お米を炊こう!3

「だけど、特任教授って一体何をするんですか?」

 矢田教授と桜子さんに向かって質問すると、ふたりは歩に向き合った。

「君の論述の通りのことだ。『大学の食育と食による親善』について研究してほしい。言いだしっぺは君だ」

「えぇっ!?」

 大学って、アグレッシブすぎないか……? 驚く歩に矢田教授とそばにいる桜子さんは畳み掛ける。

「そういうわけだが、今から一応体裁上教授職として面接はしなくてはならなくてね」

「一応、先生ですから!」

 桜子さんは簡単に『先生』と言ってのけたが、本当に十八の自分なんかに務まるだろうか……。だけど、面接に受からないと特任教授にはなれないらしい。突然の面接。何を聞かれるんだろう。もう引き受けると言った手前、断れないだろう。大学の入試のときに面接がなかった代わりに今試験されているような気がする。

「落ちたら、入学取り消しとか……」

「それはないです! 体裁上ですから」

「そんなに緊張しなくて大丈夫だよ」

 歩はおどおどしているが、ふたりは安心するように言った。

「まぁ雑談だと思ってくれ。まぁ高校生の時の部活とかの話だよ。放課後は何をして過ごしていた?」

 放課後の過ごし方の話というのも、矢田教授の研究内容と関係しているのだろうか。教授は社会学部と言っていたし。高校の時のことを思い出す。

 歩は奨学金で大学に通おうとしていたので、放課後は基本的に部活とバイトをしていた。部活は特段やりたいこともなかったのだが、奨学金をもらうためには課外活動の成績も残さないといけなかったため、かなり大変ではあったが両立させていたのだ。

「放課後は基本的にコンビニでバイトしていました。大学に行ったら返済に当てようと思って。部活は広告研究部に居ましたね」

「へぇ、今の高校はそんな部活があるんですね。どんなことをするんですか?」

 桜子さんが興味津々と言った様子でくりくりの目を輝かせる。それでも歩はマイペースに淡々と話した。

「統計とかデータ分析をしたり、キャッチコピーやデザインを考えたり……ですね。一応キャッチコピー

の賞で受賞経験もあります」

「ほう……。君は教育学部だけど、社会学部で勉強するようなことも部活で行っていたんだな」

「はぁ」

 なんだかよくわからないけど、広告研究部であったことは褒められたのか? 歩はあまり理解せずに笑った。

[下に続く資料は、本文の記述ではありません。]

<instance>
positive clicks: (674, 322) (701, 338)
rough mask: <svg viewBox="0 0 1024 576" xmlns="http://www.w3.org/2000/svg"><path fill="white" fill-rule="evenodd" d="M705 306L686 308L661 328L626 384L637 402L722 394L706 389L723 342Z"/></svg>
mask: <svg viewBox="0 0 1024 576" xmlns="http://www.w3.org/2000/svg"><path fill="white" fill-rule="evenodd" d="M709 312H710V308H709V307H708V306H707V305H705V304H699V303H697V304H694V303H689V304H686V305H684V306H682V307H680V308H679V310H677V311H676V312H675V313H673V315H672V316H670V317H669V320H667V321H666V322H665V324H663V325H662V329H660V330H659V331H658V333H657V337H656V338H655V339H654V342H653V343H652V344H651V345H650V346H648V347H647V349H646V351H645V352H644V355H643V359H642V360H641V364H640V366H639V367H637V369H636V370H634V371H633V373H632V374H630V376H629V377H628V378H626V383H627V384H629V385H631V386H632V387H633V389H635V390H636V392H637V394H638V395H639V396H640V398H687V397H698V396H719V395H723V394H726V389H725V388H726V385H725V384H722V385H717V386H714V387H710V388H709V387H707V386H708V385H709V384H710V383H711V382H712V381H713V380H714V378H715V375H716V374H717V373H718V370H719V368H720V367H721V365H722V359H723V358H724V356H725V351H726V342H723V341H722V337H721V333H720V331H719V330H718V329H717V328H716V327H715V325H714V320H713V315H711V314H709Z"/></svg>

「広告研究って教育とは何も関係なさそうですけどね。まぁバイトと両立できそうなのがこういうのしかなくて……スポーツ系や吹奏楽はお金が掛かりそうだったから」

 スポーツだとユニフォームだのなんだのと揃えなくてはならないし、吹奏楽は楽器の購入が必須だ。そうなると奨学金プラスアルファが必要になってくる。そんな金があったら、大学進学費用に回してただろう。

「でも実績を出しているんですから、すごいことですよ」

 桜子さんが謙遜する歩をフォローする。それを見ていた矢田教授は、うんうんとうなずく。が、実際のところ歩は教育学と広告研究とはまったくの別物だと思っていた。なぜ教育学部を志望したのかーー。『教職なら食いっぱぐれないだろう』という考えからだったのだ。夢とか希望とか関係なく、必要としたのは『安定』だった。

「統計もやったのなら、コンビニのバイトでも何か効果はあったのか?」

 今度は桜子さんではなく、矢田教授がきらきらの笑顔を向ける。なんだ、この人と犬は。よくわからないけれど、歩はかなりの期待を向けられているーーそう感じた。

「コンビニのバイトはまだ商品管理とかはさせてもらなくて。でも、アドバイスとかはしていましたね。どの商品が売れそうだとか。でもそれっていわゆる『流行りものは高校生に聞け』の延長だと思っていました」

 相変わらず淡々と答える。歩はあまり自分のやっている仕事に興味がなく、ただ必要に応じて自分の力を発揮し、対価をもらっていた。本人はそれだけだった。